Disclosure: Ron currently has investments in JOY and BMS but has no current investments in NE, FOSL, WSH, TW or WLTW. He is currently about 56 percent invested long in stocks in his trading accounts. The investment level decrease in comparison to the prior week was the result of dividend reinvestments in two issues with the costs of these purchases more than fully offset by the sale of two issues, dividend payments and cash in lieu of partial shares due to spinoffs. He will receive dividend payments from 16 issues in the coming week and 11 in the following week. If no further investment changes are made during this time frame, these dividend payments would not change his rounded investment level.
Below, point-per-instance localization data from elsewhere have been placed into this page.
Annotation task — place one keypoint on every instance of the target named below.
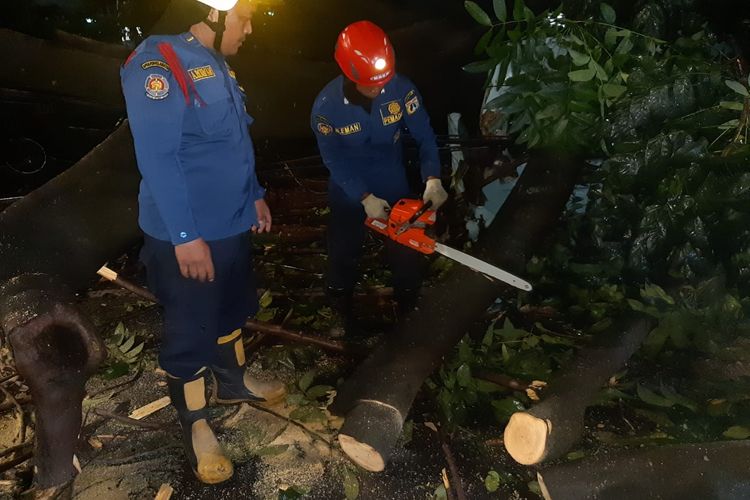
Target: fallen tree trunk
(51, 243)
(549, 429)
(377, 398)
(707, 471)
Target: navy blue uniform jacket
(363, 151)
(196, 158)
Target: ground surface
(284, 451)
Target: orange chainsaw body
(399, 228)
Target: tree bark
(52, 242)
(548, 430)
(393, 374)
(707, 471)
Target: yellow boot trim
(213, 466)
(239, 352)
(195, 394)
(228, 338)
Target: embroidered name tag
(201, 73)
(391, 112)
(349, 129)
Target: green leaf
(737, 87)
(477, 13)
(501, 11)
(306, 380)
(734, 105)
(492, 481)
(581, 75)
(578, 58)
(318, 391)
(613, 90)
(128, 344)
(737, 432)
(308, 414)
(351, 484)
(463, 375)
(608, 13)
(650, 397)
(266, 299)
(504, 408)
(600, 73)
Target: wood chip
(164, 493)
(430, 425)
(446, 482)
(152, 407)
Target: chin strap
(218, 28)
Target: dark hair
(179, 16)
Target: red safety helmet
(365, 54)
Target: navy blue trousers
(196, 314)
(346, 235)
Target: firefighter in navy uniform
(199, 199)
(359, 119)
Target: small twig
(9, 451)
(154, 426)
(21, 433)
(18, 460)
(138, 373)
(504, 381)
(452, 467)
(293, 422)
(8, 377)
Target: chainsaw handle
(419, 212)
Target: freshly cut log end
(369, 433)
(526, 438)
(362, 454)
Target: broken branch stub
(56, 348)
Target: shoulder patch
(391, 112)
(157, 87)
(323, 125)
(155, 63)
(201, 73)
(411, 102)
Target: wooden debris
(152, 407)
(164, 493)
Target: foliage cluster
(664, 122)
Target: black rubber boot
(340, 301)
(201, 446)
(232, 383)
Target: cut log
(711, 471)
(549, 429)
(394, 372)
(51, 243)
(56, 348)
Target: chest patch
(352, 128)
(391, 112)
(201, 73)
(412, 102)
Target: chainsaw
(406, 225)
Ron exited his remaining Mutual Fund investments in his 401K during the past week. The move resulted in a present allocation of 85% in stable value funds with the remaining 15% invested in company stock. He continues to hold an open order on company stock with a target price below the most recent lows. The percentage value of this potential purchase is close to but slightly greater than his most recent divestment in Mutual Funds. At this point he intends to hold this order open until it fills or expires; however as with all his investments due to his later perception of company performance, news and or economic conditions he may cancel or adjust this order accordingly.
Disclaimer: The information provided in the Stock Market Preview is Ron’s perception of the current conditions and what he thinks is the most probable outcome based on the current conditions, the data collected and extensive research he has done into this data along with other variables. It is intended to provoke thought of the possible market direction in his readers, not foretell the future. Ron does not claim to know what the stock market will do. If the stock market performs as expected, it only means he is applying the stock market history to the current conditions correctly. His perception of the data is not always correct.
The opinions expressed by Ron are his own and may or may not reflect those of byteclay.com. This article is not intended to provide investment advice; but instead to provoke thought about investment possibilities. Acting on the information provided is at your own risk. You are urged to do your own research, and where appropriate, seek professional investment advice before acting on any information contained in these articles.